High incarceration rate is drag on U.S. growth, Fed official says

The high level of incarceration in the U.S., especially among Americans of color and indigenous people, constrains the labor market and the economy’s ability to reach its full potential, Federal Reserve Bank of Atlanta President Raphael Bostic said.

“Incarceration is a drag on our ability achieve our maximum-employment goal,” Bostic said Tuesday at the start of the latest iteration of the Fed’s Racism and the Economy series, this one focused on the criminal justice system.

The U.S. has the world’s highest incarceration rate and formerly incarcerated people are less likely to find employment and have much lower lifetime earnings, factors that weigh on the economy at large, Bostic said.

Federal Reserve Bank of Atlanta President Raphael Bostic
Raphael Bostic, president and chief executive officer of the Federal Reserve Bank of Atlanta, speaks during a panel discussion at the Association for Public Policy Analysis & Management (APPAM) Fall Research conference in Chicago, on Nov. 2, 2017.
Bloomberg News

“Incarceration and how we execute criminal justice inhibits global competitiveness,” Bostic said. Incarceration and who it targets in the U.S. “can have the effect of exacerbating race-based employment, income and wealth disparities, which can limit economic mobility and resilience and ultimately constrain labor markets and compromise the performance of the overall economy.”

Bostic added that Black, Latino and indigenous Americans are overrepresented in the prison population and disproportionately targeted by the criminal justice system.

Boston Fed President Eric Rosengren said that the U.S. may need to take a look at what it considers criminal offenses, especially when it comes to non-safety issues. With marijuana now legalized in many places, it may make sense to examine if other things can be decriminalized.

He said that disproportionate rates of incarceration have contributed to the difference between the White unemployment rate, at 5.2%, and the one for Black Americans, at 9.2%.

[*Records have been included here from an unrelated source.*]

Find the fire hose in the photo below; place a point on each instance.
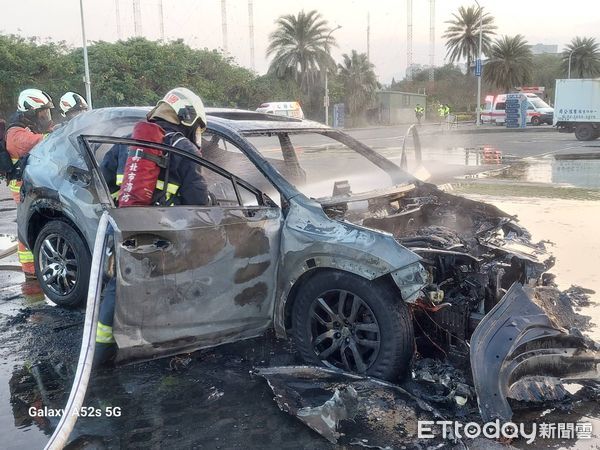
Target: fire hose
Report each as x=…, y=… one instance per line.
x=86, y=355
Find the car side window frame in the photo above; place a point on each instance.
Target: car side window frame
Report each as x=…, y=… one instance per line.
x=86, y=141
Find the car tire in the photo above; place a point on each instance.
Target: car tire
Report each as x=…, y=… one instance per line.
x=585, y=132
x=62, y=263
x=381, y=320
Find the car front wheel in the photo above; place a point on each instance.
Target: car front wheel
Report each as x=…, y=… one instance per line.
x=62, y=263
x=344, y=321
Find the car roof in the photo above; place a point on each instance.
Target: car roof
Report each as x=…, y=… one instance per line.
x=240, y=120
x=255, y=123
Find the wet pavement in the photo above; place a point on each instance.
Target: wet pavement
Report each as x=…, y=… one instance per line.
x=210, y=399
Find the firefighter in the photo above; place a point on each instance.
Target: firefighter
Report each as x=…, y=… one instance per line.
x=72, y=104
x=419, y=110
x=181, y=115
x=29, y=125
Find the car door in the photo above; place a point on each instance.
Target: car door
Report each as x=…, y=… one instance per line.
x=190, y=277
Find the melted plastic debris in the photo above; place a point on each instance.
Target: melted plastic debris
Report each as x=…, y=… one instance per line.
x=442, y=383
x=348, y=409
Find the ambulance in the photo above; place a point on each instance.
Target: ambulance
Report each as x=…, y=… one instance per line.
x=538, y=111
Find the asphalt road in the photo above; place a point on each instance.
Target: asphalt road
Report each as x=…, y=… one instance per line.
x=534, y=142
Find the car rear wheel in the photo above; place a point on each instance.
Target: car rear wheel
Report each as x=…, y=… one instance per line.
x=62, y=263
x=344, y=321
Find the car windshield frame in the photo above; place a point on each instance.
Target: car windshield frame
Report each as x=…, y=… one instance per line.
x=262, y=199
x=398, y=176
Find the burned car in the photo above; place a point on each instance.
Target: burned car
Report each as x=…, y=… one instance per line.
x=312, y=233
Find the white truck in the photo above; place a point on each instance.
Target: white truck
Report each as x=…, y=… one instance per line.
x=577, y=107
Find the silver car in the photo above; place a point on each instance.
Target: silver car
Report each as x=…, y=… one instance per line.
x=311, y=233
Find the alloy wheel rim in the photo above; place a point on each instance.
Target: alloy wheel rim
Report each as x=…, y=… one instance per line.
x=344, y=331
x=58, y=264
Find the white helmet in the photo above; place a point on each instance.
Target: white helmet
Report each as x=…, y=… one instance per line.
x=72, y=102
x=34, y=99
x=187, y=105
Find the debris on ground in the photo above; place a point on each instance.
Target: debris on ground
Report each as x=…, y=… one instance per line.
x=578, y=296
x=348, y=409
x=443, y=384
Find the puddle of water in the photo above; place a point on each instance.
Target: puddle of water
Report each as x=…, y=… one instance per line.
x=573, y=173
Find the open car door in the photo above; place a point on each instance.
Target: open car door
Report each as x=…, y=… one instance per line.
x=190, y=277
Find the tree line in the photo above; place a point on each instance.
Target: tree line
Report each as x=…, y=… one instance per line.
x=138, y=71
x=132, y=72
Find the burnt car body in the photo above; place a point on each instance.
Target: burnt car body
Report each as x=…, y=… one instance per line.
x=347, y=273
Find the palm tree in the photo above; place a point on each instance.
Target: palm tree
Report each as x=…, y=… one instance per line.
x=585, y=57
x=510, y=63
x=359, y=80
x=300, y=45
x=463, y=34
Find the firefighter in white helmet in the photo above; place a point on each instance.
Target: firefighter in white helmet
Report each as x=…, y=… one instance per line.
x=29, y=125
x=71, y=104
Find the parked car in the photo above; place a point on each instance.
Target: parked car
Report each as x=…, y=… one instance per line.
x=288, y=109
x=312, y=233
x=538, y=111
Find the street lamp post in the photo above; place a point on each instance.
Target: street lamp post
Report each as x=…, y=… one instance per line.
x=86, y=80
x=569, y=71
x=326, y=99
x=480, y=67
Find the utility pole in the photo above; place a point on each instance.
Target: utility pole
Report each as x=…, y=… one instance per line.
x=479, y=64
x=224, y=24
x=409, y=40
x=118, y=18
x=431, y=39
x=161, y=19
x=137, y=18
x=569, y=71
x=86, y=65
x=368, y=36
x=326, y=99
x=251, y=32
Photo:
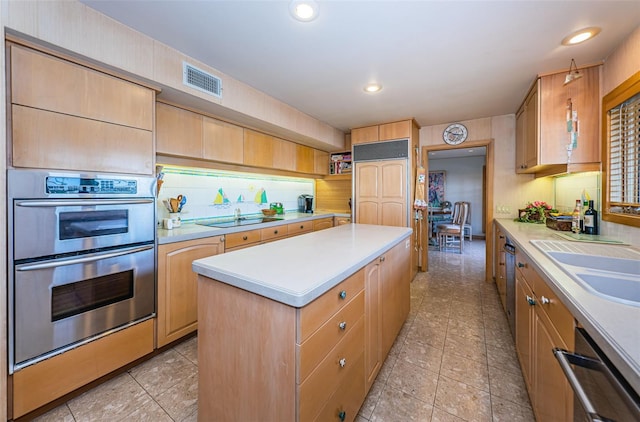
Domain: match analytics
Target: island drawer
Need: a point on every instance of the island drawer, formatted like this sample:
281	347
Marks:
233	240
316	347
274	232
299	228
344	404
332	372
316	313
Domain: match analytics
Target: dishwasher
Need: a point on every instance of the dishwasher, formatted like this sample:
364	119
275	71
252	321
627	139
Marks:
601	393
510	276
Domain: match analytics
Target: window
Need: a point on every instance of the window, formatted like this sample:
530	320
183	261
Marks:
621	153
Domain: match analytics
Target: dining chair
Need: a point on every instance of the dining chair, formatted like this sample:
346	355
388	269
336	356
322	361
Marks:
452	234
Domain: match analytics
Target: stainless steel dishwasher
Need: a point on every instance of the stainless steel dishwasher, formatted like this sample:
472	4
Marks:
601	392
510	275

“Once you’ve gone through an experience with our criminal justice system, you’re permanently scarred by the labor market in a way that just can’t be justified from a society standpoint,” Rosengren said.

Bostic said that it may be beneficial to treat criminal records like credit reports, which are wiped clean after seven years, so that past records can’t continuously hamper people’s ability to get jobs and otherwise integrate into society.

Together with stable prices, employment is one of the Fed’s two mandates handed down by Congress. The 12 reserve banks started the Racism and the Economy series during the pandemic and have examined how racism impacts employment, housing and education, among other areas of the economy.